KING Canute may not have been able to hold back the sea – but can the defences protecting Felixstowe do the job?That's the question being looked at by consultants, who are being paid £167,000 to analyse the resort's coast.

By Richard Cornwell

KING Canute may not have been able to hold back the sea – but can the defences protecting Felixstowe do the job?

That's the question being looked at by consultants, who are being paid £167,000 to analyse the resort's coast.

Halcrow's experts have been working on the study for the past few months and now their brief is to be extended to include the controversial new sea defences around Cobbold's Point.

These defences were completed in August 2000 to protect the beaches from Brackenbury to Bath Tap, but so far their success has been mixed – and there has been fierce criticism from some quarters of the scheme.

While some part of the beach have seen levels rise to the best for years, erosion in other places has caused growing concern.

Emergency work costing £150,000 to place tonnes of enormous rocks on the East beach in Undercliff Road East had to be carried out after the beach fell by several feet, leaving the promenade at risk of collapse.

Railings may have to be put along the edge of the prom to stop small children running off onto the unsightly rock and hurting themselves.

Tonnes of sand and shingle which was sprayed onto the beach just the summer before to bolster the shore was swept away.

And some beach hut owners have not been able to put their wooden chalets back on the shore because of the loss of the beach.

But putting in place sea defences is costly and councillors are reluctant to spend huge sums of money unless they are convinced the scheme is needed, that it is the answer and it will work.

The Cobbold's Point project took many years to design. It cost £2.8 million to create the two huge wishbone-shaped reefs, smaller rock groynes, and a new steel piled wall and walkway.

Halcrow's specialists are examining what might happen in the years ahead and what work will be needed to ensure that fierce storms and rising seas caused by global warming do not undermine the seafront and wash away homes and land.

The consultants were initially asked to look at the main seafront to low-lying Landguard, but are now likely to be asked to examine the effects of the new Cobbold's Point defences and those stretching to The Dip.

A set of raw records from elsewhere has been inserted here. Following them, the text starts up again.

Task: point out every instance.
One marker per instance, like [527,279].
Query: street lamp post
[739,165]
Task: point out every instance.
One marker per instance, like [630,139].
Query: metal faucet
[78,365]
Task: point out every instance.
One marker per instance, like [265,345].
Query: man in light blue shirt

"Originally it had not been intended to undertake a strategy study for the Felixstowe frontage north of Cobbold's Point within the next five years," said director of planning and leisure Jeremy Schofield.

The area had had new defences within the past 12 years, but the Government's engineers had now asked if it could be studied afresh.

"Clearly, while not essential, such an extension (to the study) would provide, sooner, rather than later, the last link in the council's Coast Protection Strategy for the whole of the Felixstowe frontage under its control, and with government support now, it is considered appropriate for the council to bring forward this party of its strategy preparation and extend the study," he added.

This would mean the study into the coast would now be ready by August this year, instead of April.

Some people believe though that the matter may need more urgent attention than a report recommending action in years to come.

Campaigner John Green, of Newbourne Gardens, Felixstowe, said: "The situation has got worse since the lagoon reefs were installed. Something is not quite right and I think a more urgent investigation is needed into why the shingle is being lost here so rapidly.

"These beaches are used by many visitors to Felixstowe and if they are lost, it is a bleak outlook for tourism.

"Taking away the old concrete groynes could be a big mistake."

Another campaigner, Norman Thompson has called on the council to use radioactive tracers to see where the shingle which is washed away ends up. He believes much of it could be swept into the shipping lane.

The shipping lane to the port is dredged continually and the port could – if it was proved the channel was soaking up material from the shore – be asked to bring the material back to replenish the beaches.

Council officers though have assured them that beach levels do fluctuate and may have to be monitored for some time to establish a pattern.